Campbell P. Invited speaker. The Child and Adolescent Musculoskeletal Pain Study and the Young Person’s Advisory Group. Generation R Session. Royal College of Paediatrics and Child Health Conference, April 2016, Liverpool, UK.

Public involvement

The CAM-Pain study protocol and processes have had extensive patient and parent input from the National Institute for Health Research (NIHR) Rheumatology Clinical Studies Group (CSG) whose role is to assist researchers with refining the research question, assess feasibility, facilitate patient and parent input, comment on recruitment, and comment on study design. In light of feedback for example, inclusion / exclusion criteria and terminology were refined. The study was also reviewed by the GenerationR Young Person’s Advisory Group (YPAG) in Liverpool, (a group of child / adolescent users) specifically for review and feedback on study processes and materials including the participant information booklet and questions that we plan to use. The feedback we received from the YPAG resulted in a number of changes e.g. revision of the wording to make it more child friendly and age specific participant information booklets were developed. These processes therefore ensured that the study procedures and materials were appropriate and acceptable for use by the target population of children and adolescents.

Lessons learnt:

  • We did not engage the parents of children in the discussion of their child participating in research
  • Future studies in this area need to be designed to assess other means of participation e.g. online, or social media platforms that young people use

Impact

This study has identified true rates of recruitment (from identification to consent) of children and adolescents with musculoskeletal pain from general practice settings in the UK. This information was previously unknown and is important in the design of future studies in this setting.
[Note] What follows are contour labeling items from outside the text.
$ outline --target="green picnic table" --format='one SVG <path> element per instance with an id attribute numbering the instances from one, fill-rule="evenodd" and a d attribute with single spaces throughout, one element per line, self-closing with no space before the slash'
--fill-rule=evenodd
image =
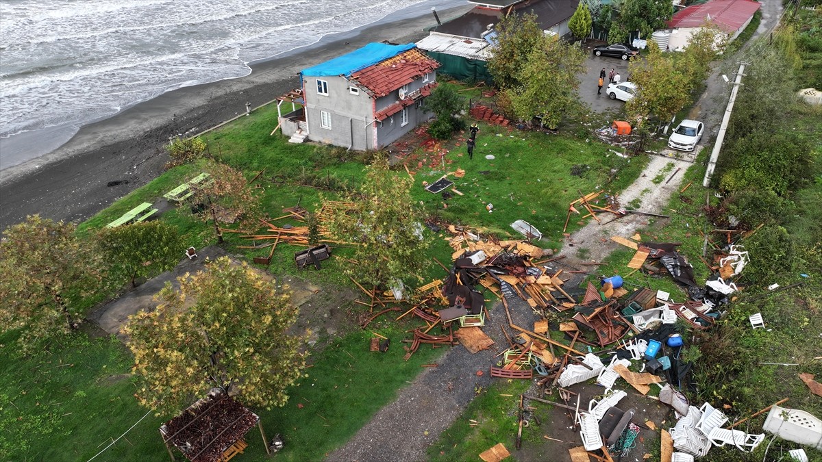
<path id="1" fill-rule="evenodd" d="M 114 221 L 109 223 L 106 225 L 106 228 L 117 228 L 118 226 L 122 226 L 132 221 L 145 221 L 150 216 L 157 213 L 157 209 L 151 209 L 150 202 L 143 202 L 136 207 L 128 210 L 127 212 L 122 214 L 122 216 L 115 219 Z"/>
<path id="2" fill-rule="evenodd" d="M 165 197 L 169 201 L 182 202 L 194 195 L 194 190 L 192 189 L 192 187 L 201 186 L 201 183 L 202 186 L 206 186 L 214 181 L 210 178 L 211 175 L 209 173 L 200 173 L 191 180 L 181 184 L 174 189 L 172 189 L 164 194 L 163 197 Z"/>

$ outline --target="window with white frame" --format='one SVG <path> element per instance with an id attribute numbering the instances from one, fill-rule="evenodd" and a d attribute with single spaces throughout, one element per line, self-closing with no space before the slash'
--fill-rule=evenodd
<path id="1" fill-rule="evenodd" d="M 328 82 L 326 81 L 316 80 L 316 94 L 325 95 L 328 96 Z"/>
<path id="2" fill-rule="evenodd" d="M 331 113 L 328 111 L 320 111 L 320 127 L 331 129 Z"/>

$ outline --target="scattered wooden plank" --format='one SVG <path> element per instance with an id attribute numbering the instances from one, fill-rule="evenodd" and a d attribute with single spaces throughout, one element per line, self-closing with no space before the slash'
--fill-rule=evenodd
<path id="1" fill-rule="evenodd" d="M 621 236 L 612 236 L 611 240 L 616 243 L 617 244 L 621 244 L 628 248 L 632 248 L 634 250 L 638 250 L 640 246 L 633 241 L 629 241 L 628 239 Z"/>
<path id="2" fill-rule="evenodd" d="M 481 452 L 479 458 L 485 462 L 500 462 L 500 460 L 504 460 L 510 457 L 510 455 L 502 443 L 497 443 L 491 449 Z"/>
<path id="3" fill-rule="evenodd" d="M 650 252 L 647 250 L 638 250 L 636 253 L 634 254 L 634 257 L 630 259 L 628 262 L 627 266 L 634 270 L 639 270 L 642 267 L 642 265 L 645 262 Z"/>

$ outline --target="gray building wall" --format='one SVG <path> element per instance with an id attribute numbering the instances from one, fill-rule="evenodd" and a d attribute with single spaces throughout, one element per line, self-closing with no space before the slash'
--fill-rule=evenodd
<path id="1" fill-rule="evenodd" d="M 388 96 L 385 98 L 388 98 Z M 400 136 L 413 130 L 418 125 L 428 120 L 434 115 L 432 113 L 423 112 L 419 108 L 419 102 L 409 106 L 407 109 L 409 111 L 409 119 L 408 123 L 405 125 L 402 123 L 403 114 L 401 111 L 389 117 L 382 121 L 382 122 L 377 123 L 376 136 L 379 141 L 377 149 L 384 148 L 393 143 Z"/>
<path id="2" fill-rule="evenodd" d="M 317 80 L 327 82 L 327 96 L 317 94 Z M 302 85 L 309 140 L 357 150 L 374 149 L 373 126 L 366 126 L 374 112 L 368 94 L 362 89 L 358 95 L 352 94 L 349 89 L 353 85 L 341 76 L 305 77 Z M 330 129 L 321 127 L 320 111 L 330 114 Z"/>
<path id="3" fill-rule="evenodd" d="M 428 80 L 423 81 L 421 76 L 409 84 L 411 93 L 429 83 L 435 81 L 436 72 L 428 75 Z M 317 93 L 316 81 L 327 83 L 328 95 Z M 305 95 L 306 122 L 308 124 L 308 139 L 312 141 L 351 147 L 357 150 L 381 149 L 408 133 L 418 124 L 428 120 L 433 114 L 424 113 L 418 104 L 408 108 L 408 123 L 402 123 L 402 113 L 397 113 L 381 122 L 374 122 L 374 113 L 399 100 L 399 90 L 391 92 L 376 103 L 363 89 L 358 95 L 353 95 L 350 88 L 354 86 L 342 76 L 304 77 L 302 80 Z M 354 86 L 356 88 L 356 86 Z M 376 105 L 375 105 L 376 104 Z M 321 126 L 321 111 L 330 114 L 331 128 Z M 393 121 L 393 122 L 392 122 Z M 375 145 L 374 130 L 376 129 Z"/>

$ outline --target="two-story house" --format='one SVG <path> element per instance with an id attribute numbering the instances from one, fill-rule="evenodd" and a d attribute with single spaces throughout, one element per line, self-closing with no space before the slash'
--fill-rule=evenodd
<path id="1" fill-rule="evenodd" d="M 358 150 L 384 148 L 431 118 L 422 103 L 436 85 L 438 67 L 413 44 L 374 43 L 303 69 L 304 119 L 283 124 L 283 133 Z"/>

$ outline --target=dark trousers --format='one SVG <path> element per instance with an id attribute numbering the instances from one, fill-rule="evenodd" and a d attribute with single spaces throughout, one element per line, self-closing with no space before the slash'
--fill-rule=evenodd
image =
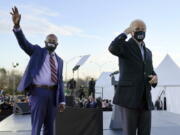
<path id="1" fill-rule="evenodd" d="M 151 111 L 122 108 L 123 135 L 150 135 Z"/>
<path id="2" fill-rule="evenodd" d="M 54 120 L 56 117 L 56 91 L 43 88 L 31 90 L 31 123 L 32 135 L 40 135 L 43 126 L 43 135 L 54 134 Z"/>
<path id="3" fill-rule="evenodd" d="M 93 98 L 95 98 L 95 89 L 89 89 L 88 96 L 92 96 Z"/>

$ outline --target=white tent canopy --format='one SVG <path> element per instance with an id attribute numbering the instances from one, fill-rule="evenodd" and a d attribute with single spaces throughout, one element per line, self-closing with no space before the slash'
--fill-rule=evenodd
<path id="1" fill-rule="evenodd" d="M 152 90 L 152 100 L 155 102 L 161 95 L 167 98 L 167 110 L 174 113 L 180 113 L 180 68 L 167 55 L 156 68 L 158 75 L 158 86 Z"/>
<path id="2" fill-rule="evenodd" d="M 169 55 L 166 55 L 155 71 L 158 75 L 159 86 L 180 86 L 180 68 Z"/>

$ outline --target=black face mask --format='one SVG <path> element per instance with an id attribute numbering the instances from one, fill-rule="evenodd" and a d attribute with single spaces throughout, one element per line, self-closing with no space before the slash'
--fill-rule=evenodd
<path id="1" fill-rule="evenodd" d="M 134 38 L 139 42 L 143 41 L 145 38 L 145 32 L 144 31 L 134 32 Z"/>
<path id="2" fill-rule="evenodd" d="M 46 43 L 46 48 L 48 49 L 49 52 L 54 52 L 56 47 L 57 47 L 57 45 L 55 45 L 55 44 Z"/>

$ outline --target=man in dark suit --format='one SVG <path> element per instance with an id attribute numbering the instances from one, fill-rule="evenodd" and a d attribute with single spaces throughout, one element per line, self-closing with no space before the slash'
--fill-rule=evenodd
<path id="1" fill-rule="evenodd" d="M 144 43 L 146 25 L 135 20 L 112 41 L 109 51 L 119 58 L 120 77 L 114 96 L 123 115 L 123 135 L 150 135 L 151 87 L 157 85 L 152 53 Z M 131 38 L 126 41 L 127 35 Z"/>
<path id="2" fill-rule="evenodd" d="M 96 82 L 94 81 L 93 78 L 91 78 L 91 80 L 89 81 L 88 95 L 91 96 L 92 94 L 93 98 L 95 98 L 95 85 L 96 85 Z"/>
<path id="3" fill-rule="evenodd" d="M 20 47 L 30 56 L 30 61 L 18 86 L 19 91 L 29 90 L 31 105 L 32 135 L 53 135 L 54 119 L 57 107 L 65 109 L 63 91 L 63 60 L 54 52 L 58 40 L 50 34 L 45 40 L 45 47 L 32 45 L 20 28 L 21 15 L 14 7 L 11 12 L 14 34 Z"/>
We believe our findings will be informative to researchers who wish to recruit children and adolescents from primary care settings who seek healthcare for musculoskeletal pain. Previously little research had been carried out on this topic (only a few studies worldwide, none within the UK) and our results confirm other recent feasibility studies of the difficulties engaging children and adolescents who seek healthcare for musculoskeletal pan in research. These results can form a basis for further investigation of ways in which children and adolescents might engage. For example the main reason given for not taking part in out cohort study was a lack of time. This may indicate that a range of options might be offered to children and adolescents (i.e. different levels of engagement), perhaps utilising up to date ways of communication (e.g. social media), in order to test optimum recruitment methods for this population.

This project was funded by the National Institute for Health Research School for Primary Care Research (project number 252)

Department of Health Disclaimer


The views and opinions expressed therein are those of the authors and do not necessarily reflect those of the NIHR School for Primary Care Research, NIHR, NHS or the Department of Health.